Nevin has received the highest profile role, being parachuted in to work for with the senior side four months on from their run to the World Cup Semi Final.
Former Albion striker and ex-Queens Park Rangers manager Terry Connor will join Aidy Bothroyd’s England Under 21 coaching team for their games this month with Andorra and Scotland, while Sol Campbell will assist Bothroyd in the Young Lions November fixtures.
Campbell of course has, according to himself anyway, one of the greatest minds in football and as result wouldn’t want to enter management too low, so one can only hope that assisting the national team’s bright young talents is a job he considers worthy of his massive brain.
Brighton had been without a first team coach for six months before Nevin’s appointment in the summer of 2016 to the role previously held by Nathan Jones.

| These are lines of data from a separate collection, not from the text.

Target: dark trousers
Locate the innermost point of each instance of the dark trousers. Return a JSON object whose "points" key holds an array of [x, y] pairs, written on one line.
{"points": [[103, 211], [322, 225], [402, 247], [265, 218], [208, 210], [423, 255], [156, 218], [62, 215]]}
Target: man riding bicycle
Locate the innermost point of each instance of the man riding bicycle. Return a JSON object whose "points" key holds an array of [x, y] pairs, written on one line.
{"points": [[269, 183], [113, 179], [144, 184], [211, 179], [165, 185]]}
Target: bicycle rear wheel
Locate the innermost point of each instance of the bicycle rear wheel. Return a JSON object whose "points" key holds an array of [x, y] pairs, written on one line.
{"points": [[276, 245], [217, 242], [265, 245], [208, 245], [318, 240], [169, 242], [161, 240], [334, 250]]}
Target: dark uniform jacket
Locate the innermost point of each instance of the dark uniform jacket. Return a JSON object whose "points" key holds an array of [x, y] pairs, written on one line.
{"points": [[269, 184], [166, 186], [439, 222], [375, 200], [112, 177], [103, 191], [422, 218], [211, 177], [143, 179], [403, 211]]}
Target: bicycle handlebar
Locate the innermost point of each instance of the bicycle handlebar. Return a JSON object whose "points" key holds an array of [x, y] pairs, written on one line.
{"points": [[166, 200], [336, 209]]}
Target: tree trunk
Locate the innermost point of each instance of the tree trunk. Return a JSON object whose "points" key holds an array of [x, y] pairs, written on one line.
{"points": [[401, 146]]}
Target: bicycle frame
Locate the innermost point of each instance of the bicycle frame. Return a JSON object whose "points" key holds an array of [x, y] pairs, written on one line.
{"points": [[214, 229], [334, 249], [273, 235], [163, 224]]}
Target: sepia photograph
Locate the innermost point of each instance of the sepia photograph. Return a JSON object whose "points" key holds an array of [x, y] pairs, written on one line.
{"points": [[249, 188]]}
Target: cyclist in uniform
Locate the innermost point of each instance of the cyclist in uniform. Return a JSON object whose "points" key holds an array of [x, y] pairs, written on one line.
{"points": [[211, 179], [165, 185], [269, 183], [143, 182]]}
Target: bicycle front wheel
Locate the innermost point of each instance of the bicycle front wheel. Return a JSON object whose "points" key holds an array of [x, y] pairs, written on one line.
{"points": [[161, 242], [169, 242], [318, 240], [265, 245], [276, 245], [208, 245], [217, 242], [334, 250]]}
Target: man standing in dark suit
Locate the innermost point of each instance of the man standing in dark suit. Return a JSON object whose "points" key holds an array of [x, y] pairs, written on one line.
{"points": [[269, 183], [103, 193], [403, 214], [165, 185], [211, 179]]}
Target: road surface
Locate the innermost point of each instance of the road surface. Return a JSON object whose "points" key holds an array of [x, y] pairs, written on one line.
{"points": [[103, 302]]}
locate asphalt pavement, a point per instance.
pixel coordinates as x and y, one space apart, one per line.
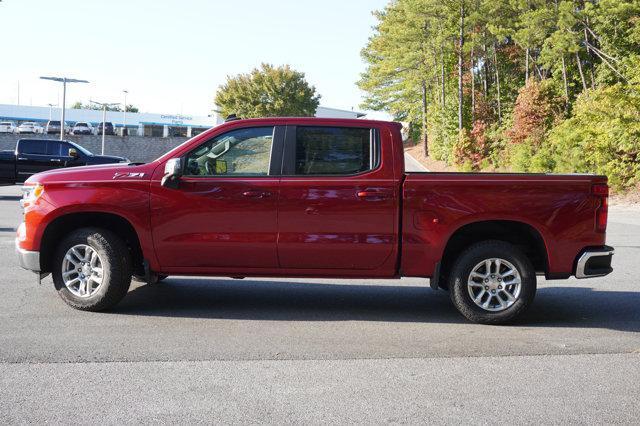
215 350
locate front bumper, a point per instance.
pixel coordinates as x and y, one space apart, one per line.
594 262
29 260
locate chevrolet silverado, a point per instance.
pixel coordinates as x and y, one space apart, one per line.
309 197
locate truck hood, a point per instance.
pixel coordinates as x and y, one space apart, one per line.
96 173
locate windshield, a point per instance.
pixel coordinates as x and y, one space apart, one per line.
79 148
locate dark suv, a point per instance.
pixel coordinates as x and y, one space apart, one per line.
108 128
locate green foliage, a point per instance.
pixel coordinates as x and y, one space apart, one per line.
577 112
603 136
268 92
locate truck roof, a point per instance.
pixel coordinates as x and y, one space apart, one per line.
317 120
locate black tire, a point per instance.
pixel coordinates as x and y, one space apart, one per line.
116 265
463 267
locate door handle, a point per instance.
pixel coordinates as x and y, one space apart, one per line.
256 194
380 195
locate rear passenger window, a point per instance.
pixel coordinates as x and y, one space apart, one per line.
32 147
334 150
57 149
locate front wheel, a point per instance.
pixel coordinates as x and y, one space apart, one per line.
92 269
492 282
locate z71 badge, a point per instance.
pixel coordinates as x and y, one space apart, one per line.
120 175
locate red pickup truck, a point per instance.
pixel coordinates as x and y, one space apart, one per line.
307 197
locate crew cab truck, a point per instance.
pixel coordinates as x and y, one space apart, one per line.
33 156
309 197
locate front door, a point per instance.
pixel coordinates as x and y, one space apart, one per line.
338 202
224 213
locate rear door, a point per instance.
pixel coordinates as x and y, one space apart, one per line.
32 158
338 199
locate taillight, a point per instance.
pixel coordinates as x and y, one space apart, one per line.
601 191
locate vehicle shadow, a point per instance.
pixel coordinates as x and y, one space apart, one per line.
302 301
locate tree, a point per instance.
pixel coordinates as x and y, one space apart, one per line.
268 91
470 76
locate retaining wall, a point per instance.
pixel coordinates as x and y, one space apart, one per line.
135 148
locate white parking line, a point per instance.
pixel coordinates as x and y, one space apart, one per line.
413 165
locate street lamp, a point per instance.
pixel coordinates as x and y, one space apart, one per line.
64 81
124 113
51 106
104 106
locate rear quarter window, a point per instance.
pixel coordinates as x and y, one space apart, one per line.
334 151
32 147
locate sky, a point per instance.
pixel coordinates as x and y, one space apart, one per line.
172 55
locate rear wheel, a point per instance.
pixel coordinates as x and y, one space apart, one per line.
492 282
92 269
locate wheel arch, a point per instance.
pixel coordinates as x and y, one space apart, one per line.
522 235
62 225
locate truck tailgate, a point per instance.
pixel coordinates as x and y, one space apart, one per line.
7 167
561 208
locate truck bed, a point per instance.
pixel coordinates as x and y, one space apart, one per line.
560 208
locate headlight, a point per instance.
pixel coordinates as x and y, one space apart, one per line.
30 193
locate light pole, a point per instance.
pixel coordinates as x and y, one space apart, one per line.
104 106
64 81
124 113
51 106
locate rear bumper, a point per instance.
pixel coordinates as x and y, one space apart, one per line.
594 262
29 260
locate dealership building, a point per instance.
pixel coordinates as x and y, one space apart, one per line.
140 124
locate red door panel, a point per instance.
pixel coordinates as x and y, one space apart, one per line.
336 223
216 222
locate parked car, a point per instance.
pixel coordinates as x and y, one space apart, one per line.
309 197
29 127
82 128
7 127
108 128
37 155
53 127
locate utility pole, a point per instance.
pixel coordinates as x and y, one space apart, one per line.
104 106
124 113
64 81
50 107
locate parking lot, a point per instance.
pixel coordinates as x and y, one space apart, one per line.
314 351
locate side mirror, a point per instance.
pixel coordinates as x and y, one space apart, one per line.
172 173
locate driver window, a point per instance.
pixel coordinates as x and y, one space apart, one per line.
244 152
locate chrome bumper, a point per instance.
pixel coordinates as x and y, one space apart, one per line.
594 262
28 259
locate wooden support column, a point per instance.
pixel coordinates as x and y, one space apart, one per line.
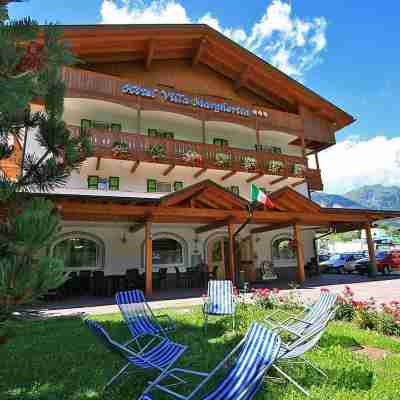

He arrived from a role as Head of Academy Coach Development with the Premier League and had previously worked with Chris Hughton at Norwich City.
A well travelled individual, he spent eight years working in various roles at Fulham before a two year spell with A-League side New Zealand Knights, one season of which was as head coach.
Following his tenure in New Zealand, Nevin then moved to the Aspire Academy in Qatar where he was responsible for developing players for Qatar’s junior and senior national teams. He also became a regular guest presenter on the Al Jazeera Sports Channel.
Nevin’s first season with the Albion saw the club promoted to the Premier League and he played a crucial role in helping secure survival last time out.
As a player, Nevin represented Shrewsbury Town, Carlisle United and Yeovil Town and also had a four-year spell playing in America.
His call up to work alongside Southgate and Steve Holland is quite the coup for the Albion and shows how far the club have come in such a short space of time – it’s only 10 years ago after all that our first team coach was a man who used to sell televisions in a shop in Hastings.
Hopefully, Nevin can use his new role to get in Southgate’s ear about this bloke he knows by the name of Glenn who keeps scoring goals.
Nevin’s appointment to the Three Lions coaching staff and the prospect of an insider in the England set up may also be the kick up the arse that Lewis Dunk needs to stop playing like an idiot and rediscover the formidable form of last season that saw him linked with a call up.